5/10 Mild/moderate symptoms (4 or 5) at rest, consisting of mild/moderate pain and/or sensations of illness/dysfunction throughout the body and brain for some parts of the day, with increasing moderate symptoms (6 or 7) for several hours, days or weeks (or longer) following physical or mental activity beyond the person’s limits.
MODERATELY TO SEVERELY AFFECTED
6/10 Moderate symptoms (6 or 7) at rest with moderate pain and/or sensations of illness/dysfunction throughout the body and brain for significant periods of the day; increasing moderate (and occasionally severe – level 8) symptoms for several hours, days or weeks or months (or longer) following physical or mental activity beyond the persons limits.
 
7/10 Moderate (6 or 7) and occasionally severe (8) symptoms at rest. There is moderate pain (6 or 7) and/or sensations of illness/dysfunction throughout the body and brain for significant periods of the day, increasing to moderate and sometimes severe symptoms for several hours, days, weeks or months (or longer) afterward.
SEVERELY AFFECTED
8/10 Moderate to severe symptoms (6–8) at rest. There is moderate to severe pain (6–8) and/or sensations of illness/dysfunction throughout the body and brain for much of the day. Symptoms are severe (8) following any physical or mental activity with a recovery period as low as hours, or as long as days to months, or longer. It is all the person can do to just get through one day at a time.
 
8.5/10 Severe symptoms (8) at rest and following even trivial physical or mental activity with a recovery period of hours or days, or as much as several weeks or months or longer. There is severe pain (8) and/or overwhelming sensations of illness/dysfunction throughout the body and brain for all but a few hours of the day. In some patients only small amounts of stimuli can be tolerated, and only for short periods of time. It is all the person can do to just get through the day a few hours at a time.
VERY SEVERELY AFFECTED
9/10 There is severe pain (8) and/or overwhelming sensations of illness/dysfunction throughout the body and brain for all but a few short periods in the day, increasing to severe or very severe symptoms (8 or 9) following even trivial physical or mental activity with a recovery period of hours days, weeks, months or longer.
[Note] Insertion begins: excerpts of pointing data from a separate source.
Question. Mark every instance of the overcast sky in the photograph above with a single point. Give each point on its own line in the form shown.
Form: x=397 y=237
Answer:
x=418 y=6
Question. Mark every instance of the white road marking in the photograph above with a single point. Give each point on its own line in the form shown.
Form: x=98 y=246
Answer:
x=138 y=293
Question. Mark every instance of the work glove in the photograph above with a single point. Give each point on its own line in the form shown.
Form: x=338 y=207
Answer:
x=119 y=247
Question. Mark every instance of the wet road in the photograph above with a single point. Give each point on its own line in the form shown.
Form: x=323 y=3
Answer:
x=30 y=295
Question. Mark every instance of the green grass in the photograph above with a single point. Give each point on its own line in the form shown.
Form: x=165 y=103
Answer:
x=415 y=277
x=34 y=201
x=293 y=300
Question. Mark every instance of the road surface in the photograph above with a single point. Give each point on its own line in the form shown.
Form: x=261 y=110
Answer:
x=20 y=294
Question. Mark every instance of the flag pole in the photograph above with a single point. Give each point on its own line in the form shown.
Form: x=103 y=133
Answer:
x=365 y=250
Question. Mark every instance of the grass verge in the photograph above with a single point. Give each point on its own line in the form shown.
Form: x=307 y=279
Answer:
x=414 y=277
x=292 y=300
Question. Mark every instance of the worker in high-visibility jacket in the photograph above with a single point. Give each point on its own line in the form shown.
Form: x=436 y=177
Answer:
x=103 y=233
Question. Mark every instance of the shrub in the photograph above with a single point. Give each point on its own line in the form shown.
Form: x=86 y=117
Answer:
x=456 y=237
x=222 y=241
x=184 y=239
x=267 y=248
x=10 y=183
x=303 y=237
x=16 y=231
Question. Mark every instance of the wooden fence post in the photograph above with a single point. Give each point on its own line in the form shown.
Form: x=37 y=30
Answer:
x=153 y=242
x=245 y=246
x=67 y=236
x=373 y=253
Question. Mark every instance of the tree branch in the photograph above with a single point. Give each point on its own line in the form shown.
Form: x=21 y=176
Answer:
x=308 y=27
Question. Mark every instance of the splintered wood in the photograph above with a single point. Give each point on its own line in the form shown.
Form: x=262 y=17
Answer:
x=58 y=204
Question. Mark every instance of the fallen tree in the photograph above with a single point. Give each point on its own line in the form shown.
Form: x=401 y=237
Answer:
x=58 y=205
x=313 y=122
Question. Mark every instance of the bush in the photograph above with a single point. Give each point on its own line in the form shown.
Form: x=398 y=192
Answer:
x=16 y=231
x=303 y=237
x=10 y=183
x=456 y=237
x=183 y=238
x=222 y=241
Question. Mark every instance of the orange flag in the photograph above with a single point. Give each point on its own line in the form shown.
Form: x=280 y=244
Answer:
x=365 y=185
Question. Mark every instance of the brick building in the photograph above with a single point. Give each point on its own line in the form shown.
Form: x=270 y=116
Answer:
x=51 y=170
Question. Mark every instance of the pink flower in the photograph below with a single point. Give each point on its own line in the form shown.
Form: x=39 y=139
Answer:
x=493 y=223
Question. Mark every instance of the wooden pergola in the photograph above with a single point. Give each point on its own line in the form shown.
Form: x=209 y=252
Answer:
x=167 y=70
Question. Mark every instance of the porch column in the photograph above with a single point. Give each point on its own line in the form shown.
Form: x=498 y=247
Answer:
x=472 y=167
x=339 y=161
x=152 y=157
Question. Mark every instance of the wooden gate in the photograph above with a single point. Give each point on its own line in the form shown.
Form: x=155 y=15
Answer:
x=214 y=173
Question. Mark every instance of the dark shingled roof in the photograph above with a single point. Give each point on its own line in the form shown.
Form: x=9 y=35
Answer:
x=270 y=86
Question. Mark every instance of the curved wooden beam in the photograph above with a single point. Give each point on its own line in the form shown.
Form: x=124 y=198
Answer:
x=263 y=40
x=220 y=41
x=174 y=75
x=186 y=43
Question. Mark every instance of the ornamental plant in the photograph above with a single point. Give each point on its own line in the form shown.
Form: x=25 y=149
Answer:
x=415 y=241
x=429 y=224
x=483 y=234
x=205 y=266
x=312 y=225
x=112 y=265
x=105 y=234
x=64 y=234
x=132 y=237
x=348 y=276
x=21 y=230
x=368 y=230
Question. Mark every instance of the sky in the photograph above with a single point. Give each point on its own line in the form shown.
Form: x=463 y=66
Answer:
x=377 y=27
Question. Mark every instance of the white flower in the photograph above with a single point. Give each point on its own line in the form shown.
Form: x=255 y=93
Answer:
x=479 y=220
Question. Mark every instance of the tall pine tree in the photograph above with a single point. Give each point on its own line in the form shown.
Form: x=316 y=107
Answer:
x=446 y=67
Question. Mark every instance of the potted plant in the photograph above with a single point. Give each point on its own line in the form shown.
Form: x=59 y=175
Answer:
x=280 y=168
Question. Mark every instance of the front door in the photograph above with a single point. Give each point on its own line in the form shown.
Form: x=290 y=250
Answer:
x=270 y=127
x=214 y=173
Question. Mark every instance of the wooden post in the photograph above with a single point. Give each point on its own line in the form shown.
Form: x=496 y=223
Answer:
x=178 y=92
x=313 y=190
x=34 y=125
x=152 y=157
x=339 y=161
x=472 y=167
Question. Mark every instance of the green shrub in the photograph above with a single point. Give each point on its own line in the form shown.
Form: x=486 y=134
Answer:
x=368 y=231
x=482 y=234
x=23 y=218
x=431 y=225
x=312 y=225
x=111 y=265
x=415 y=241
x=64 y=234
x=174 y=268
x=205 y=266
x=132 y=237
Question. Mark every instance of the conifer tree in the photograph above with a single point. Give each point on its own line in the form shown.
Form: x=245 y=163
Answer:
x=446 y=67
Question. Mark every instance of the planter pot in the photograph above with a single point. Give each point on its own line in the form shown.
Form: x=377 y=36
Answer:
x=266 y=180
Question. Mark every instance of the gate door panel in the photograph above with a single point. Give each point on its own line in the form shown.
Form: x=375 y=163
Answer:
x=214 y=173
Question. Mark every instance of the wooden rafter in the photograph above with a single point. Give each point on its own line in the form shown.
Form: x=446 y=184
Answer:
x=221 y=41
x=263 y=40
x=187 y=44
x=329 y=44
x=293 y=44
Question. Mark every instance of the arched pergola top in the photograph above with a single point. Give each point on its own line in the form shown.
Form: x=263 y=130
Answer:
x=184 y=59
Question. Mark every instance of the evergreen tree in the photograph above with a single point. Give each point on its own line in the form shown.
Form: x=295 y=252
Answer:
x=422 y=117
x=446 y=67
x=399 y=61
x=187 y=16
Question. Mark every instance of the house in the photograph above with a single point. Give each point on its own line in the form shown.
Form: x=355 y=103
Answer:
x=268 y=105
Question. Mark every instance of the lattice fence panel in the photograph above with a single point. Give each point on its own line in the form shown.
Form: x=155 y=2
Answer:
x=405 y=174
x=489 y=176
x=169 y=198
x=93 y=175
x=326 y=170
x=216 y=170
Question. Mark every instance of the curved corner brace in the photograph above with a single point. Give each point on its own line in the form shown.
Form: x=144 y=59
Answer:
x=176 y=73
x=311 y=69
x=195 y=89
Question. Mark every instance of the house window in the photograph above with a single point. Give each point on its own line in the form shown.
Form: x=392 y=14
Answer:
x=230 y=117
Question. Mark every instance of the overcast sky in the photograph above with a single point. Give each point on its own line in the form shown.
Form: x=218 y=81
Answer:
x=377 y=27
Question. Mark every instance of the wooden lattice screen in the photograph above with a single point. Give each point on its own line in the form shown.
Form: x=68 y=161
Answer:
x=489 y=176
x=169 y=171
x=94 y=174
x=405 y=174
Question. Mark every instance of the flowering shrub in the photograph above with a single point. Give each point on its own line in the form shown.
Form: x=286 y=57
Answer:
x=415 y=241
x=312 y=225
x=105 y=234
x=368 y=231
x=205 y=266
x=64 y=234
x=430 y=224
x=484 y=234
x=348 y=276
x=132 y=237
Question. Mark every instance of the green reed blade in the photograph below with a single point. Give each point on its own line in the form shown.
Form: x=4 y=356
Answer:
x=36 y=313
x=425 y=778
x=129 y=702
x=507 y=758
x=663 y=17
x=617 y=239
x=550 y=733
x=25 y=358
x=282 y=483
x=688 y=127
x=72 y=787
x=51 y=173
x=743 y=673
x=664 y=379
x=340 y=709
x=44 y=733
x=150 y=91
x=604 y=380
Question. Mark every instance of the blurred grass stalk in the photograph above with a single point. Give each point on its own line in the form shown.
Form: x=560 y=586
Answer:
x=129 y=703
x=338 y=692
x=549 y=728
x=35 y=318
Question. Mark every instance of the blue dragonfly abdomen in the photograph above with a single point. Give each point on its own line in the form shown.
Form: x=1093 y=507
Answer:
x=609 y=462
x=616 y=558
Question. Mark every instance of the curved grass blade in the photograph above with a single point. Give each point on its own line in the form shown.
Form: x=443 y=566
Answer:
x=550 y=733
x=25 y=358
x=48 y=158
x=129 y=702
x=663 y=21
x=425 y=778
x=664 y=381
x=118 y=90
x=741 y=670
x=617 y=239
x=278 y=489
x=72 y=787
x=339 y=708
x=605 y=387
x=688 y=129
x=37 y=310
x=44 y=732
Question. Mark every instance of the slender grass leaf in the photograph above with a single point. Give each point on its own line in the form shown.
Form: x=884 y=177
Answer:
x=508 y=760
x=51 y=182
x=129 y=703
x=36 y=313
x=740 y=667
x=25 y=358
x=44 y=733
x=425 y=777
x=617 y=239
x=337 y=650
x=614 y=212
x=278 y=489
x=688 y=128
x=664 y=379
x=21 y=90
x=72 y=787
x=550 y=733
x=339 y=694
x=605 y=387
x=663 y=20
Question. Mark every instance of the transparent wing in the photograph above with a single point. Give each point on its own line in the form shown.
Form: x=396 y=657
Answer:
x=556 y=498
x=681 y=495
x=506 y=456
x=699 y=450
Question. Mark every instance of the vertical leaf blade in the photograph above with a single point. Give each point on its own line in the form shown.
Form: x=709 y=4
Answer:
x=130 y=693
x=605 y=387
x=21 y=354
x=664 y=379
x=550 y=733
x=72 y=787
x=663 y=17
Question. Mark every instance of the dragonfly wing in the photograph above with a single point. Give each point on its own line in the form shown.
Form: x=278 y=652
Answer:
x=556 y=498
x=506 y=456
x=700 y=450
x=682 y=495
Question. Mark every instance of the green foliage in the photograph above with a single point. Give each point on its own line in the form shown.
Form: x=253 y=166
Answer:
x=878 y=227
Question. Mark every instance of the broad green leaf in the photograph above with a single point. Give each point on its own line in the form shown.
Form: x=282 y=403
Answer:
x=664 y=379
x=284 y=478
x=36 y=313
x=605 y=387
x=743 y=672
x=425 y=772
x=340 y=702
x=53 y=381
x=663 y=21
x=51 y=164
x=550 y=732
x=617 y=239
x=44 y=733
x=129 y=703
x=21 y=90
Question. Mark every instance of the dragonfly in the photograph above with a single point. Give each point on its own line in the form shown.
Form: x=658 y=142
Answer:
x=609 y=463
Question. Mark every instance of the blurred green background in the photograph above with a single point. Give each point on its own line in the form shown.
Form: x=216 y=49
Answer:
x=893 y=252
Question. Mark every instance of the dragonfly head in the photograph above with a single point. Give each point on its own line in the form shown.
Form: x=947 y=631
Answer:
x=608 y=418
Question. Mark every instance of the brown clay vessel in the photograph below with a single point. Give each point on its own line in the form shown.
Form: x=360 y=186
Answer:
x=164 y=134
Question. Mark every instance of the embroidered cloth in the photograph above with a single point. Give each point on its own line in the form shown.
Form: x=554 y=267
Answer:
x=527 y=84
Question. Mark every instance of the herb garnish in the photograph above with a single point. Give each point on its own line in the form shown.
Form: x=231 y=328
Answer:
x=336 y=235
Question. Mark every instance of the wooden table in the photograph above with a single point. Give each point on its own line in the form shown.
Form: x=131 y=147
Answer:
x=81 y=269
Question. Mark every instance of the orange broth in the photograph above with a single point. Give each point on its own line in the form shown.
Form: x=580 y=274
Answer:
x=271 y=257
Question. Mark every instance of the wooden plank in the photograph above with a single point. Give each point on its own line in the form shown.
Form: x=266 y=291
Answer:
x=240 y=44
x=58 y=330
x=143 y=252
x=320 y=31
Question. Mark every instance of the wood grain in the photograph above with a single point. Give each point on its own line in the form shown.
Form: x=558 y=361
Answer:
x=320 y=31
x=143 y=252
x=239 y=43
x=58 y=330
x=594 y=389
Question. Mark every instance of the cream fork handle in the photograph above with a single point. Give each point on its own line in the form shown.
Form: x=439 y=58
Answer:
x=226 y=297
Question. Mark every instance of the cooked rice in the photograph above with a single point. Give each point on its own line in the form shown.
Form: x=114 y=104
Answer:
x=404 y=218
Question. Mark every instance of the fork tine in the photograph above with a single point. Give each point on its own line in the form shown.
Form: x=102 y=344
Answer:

In some patients only small amounts of stimuli can be tolerated for short periods. It is all the person can do to just get through the day one hour at a time.
 
9.5/10 There is severe pain (8) and/or overwhelming sensations of illness/dysfunction throughout the body and brain almost continually, worsening to very severe (9) or extremely severe (10) following even trivial physical or mental activity with a recovery period of hours, days, weeks or months or longer. In some patients any type of stimulus is intolerable; even very low levels of light, noise, movement or motion are excruciating for more than very short periods. The smallest physical movements bring extreme exacerbations in symptoms. Intellectual activity is similarly affected. It is all the person can do to just get through the day one minute at a time.

PROFOUNDLY SEVERELY AFFECTED

10/10 There is very severe (9) pain and/or overwhelming sensations of illness/dysfunction throughout the body and brain continually, worsening to extremely severe (10) by even trivial physical or mental activity with a recovery period of hours, days, several weeks or months or longer. In some patients any type of stimulus is intolerable; even very short/low exposures to light, noise, movement and motion are excruciating and may require a long recovery period. The smallest physical movement brings intense exacerbations in symptoms. Mental activity is similarly affected. It is all the person can do to just get through the day one minute or one second at a time.